In the meantime, we meet Melinda’s teachers.  The coach who also teaches and intimidates everyone but the athletes.  The hyper-motivated art teacher.  The Spanish teacher who refuses to speak any English in her class.  Through Melinda’s dry humor (which I will try to cover more when I look at writing style next post) these minor characters take on life.  It’s interesting enough to keep you reading. Plus, her first days of school are punctuated with bullying antics, continually reminding you that she isn’t just friendless; people are openly hostile to her.

Then, on page 27 Ms. Anderson uncovers one layer of the story question.  If you read the Amazon review, this plot element is revealed, so I’m going to give just this little bit away.  Melinda called the police at a party where there was underage drinking going on.  She got a lot of people in trouble.  But, by now the author has introduced Melinda to us so well, and she is such a likable character, that it’s impossible to believe that she would just do this to her friends for no reason.  And so, we get to the next layer of the story question: What really happened at that party?

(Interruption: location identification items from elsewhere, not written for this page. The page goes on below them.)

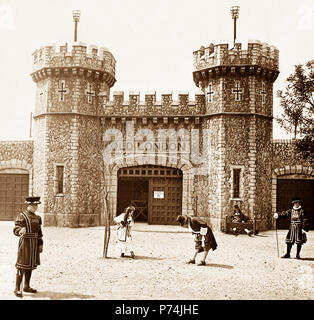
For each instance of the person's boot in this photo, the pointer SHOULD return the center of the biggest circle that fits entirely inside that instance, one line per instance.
(287, 255)
(27, 287)
(18, 281)
(299, 247)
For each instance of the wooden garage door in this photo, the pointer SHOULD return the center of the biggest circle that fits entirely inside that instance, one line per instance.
(288, 189)
(13, 190)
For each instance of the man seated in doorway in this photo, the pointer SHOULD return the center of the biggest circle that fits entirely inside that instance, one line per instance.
(236, 218)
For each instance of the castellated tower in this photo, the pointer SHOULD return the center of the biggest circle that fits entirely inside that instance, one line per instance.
(68, 132)
(239, 111)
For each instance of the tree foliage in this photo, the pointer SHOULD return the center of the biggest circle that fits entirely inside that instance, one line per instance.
(297, 102)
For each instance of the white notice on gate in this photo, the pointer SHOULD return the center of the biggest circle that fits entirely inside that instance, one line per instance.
(159, 194)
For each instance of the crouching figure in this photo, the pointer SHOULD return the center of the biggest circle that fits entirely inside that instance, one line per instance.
(203, 236)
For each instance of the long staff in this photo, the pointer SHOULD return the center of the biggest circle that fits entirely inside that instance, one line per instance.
(276, 237)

Ms. Anderson really makes you wait for it.  You get hints and clues.  You’re pretty sure you’ve figures out the answer to the question but if you’re anything like me, you’re not going to stop reading until you know for sure.  And that answer doesn’t come until page 133.  While you wait, you see Melinda buckling under the pressure of being the class punching bag.  She’s skipping school.  There are meetings with guidance councilors and in school suspensions.  Ms. Anderson has created a character that you like–and more importantly–that you can identify with, so you’re invested in what’s happening to her.

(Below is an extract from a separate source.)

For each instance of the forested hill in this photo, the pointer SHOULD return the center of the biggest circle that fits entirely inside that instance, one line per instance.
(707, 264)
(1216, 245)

And, finally, the last third of the book, the story question becomes: How will Melinda overcome this situation? and perhaps even more so Will Melinda find her voice?

Powerful stuff.

Let me just say, this story would never work if Ms. Anderson hadn’t created such a likable character in Melinda Sordino.  The whole movement of the story is dependent on the reader’s sympathy.  If you don’t care about Melinda, you don’t care about the story.  Period.  So, bravo to the author for hanging a story on one character and making it work.